Let me now spoil your New Year’s revels with my perverse countdown of the two 2006 artworld developments that I will continue to rue in the coming year:
The first is growing international participation in the pernicious spread of museum rental shows—high-priced loan exhibitions that allow the lender, a major museum, to alleviate its money problems at the expense of sister institutions. The art-needy exhibition venues are desperate enough for crowd-pleasing masterpieces to pay big bucks for the privilege of showing them.

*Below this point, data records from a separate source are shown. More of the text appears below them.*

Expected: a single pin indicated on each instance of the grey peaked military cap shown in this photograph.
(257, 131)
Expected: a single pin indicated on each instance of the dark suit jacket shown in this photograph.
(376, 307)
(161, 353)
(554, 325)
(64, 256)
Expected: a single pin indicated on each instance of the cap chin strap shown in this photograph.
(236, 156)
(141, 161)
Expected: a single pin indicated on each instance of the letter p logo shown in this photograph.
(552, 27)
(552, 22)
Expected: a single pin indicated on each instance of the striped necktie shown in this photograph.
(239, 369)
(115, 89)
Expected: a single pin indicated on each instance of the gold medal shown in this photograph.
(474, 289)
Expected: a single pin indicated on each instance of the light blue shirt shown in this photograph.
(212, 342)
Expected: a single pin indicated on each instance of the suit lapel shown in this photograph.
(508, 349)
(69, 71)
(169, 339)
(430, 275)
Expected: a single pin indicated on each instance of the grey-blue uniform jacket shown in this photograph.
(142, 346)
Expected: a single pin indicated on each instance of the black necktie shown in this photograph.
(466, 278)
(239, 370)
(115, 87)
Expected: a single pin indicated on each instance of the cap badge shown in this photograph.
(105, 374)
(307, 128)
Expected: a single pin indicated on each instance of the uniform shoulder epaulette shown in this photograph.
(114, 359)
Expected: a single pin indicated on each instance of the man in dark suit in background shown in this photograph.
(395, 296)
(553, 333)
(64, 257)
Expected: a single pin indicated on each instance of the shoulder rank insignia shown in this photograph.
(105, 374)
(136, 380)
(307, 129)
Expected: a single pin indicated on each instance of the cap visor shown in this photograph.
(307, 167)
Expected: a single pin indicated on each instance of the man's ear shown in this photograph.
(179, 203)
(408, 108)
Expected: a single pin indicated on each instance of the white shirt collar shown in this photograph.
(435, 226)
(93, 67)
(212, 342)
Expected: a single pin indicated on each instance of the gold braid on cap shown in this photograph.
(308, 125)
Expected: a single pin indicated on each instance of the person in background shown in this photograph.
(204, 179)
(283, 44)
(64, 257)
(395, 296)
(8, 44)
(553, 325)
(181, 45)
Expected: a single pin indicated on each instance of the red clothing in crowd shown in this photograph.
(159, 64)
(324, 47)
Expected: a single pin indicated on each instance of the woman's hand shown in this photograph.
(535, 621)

No lesser voices than Françoise Cachin, former director of French national museums; Jean Clair, former director of the Picasso Museum, Paris; and French art historian Roland Recht recently railed against “using works of art as currency of exchange” in rental shows, such as Louvre Atlanta. In their Dec. 13 joint article, Museums Are Not for Sale, in the French newspaper Le Monde, they also decried proposals by the Louvre and the Pompidou to create foreign satellite museums in the manner of the Guggenheim, which they hyperbolically decried as “the disastrous pioneer of paid exportation of its collections to the whole world.”
Ironically, they also praise Philippe de Montebello, director of the Metropolitan Museum, for what they call his “stern warning” in 2003 against the “unrestrained commercialization of the public patrimony, particularly by the system of loan fees for works.”
Maybe the news hasn’t yet reached France about Masterpieces of French Painting from the Metropolitan Museum of Art, 1800-1920, the megabucks rental show touring next year to the the Houston Museum of Fine Arts and the Neue Nationalgalerie, Berlin.
At least we still have the positive role model of the generous Clark Art Institute, whose Masterpieces from the Sterling and Francine Clark Art Institute is dispatching (for a fee based only on cost) 12 of its most celebrated Impressionist paintings to small museums around the country.
As for the rest of you sorely tempted museum directors…no one ever listens to Polonius’ tedious advice, but here it is anyway:
When it comes to Rent-a-Show, “Neither a borrower nor a lender be.”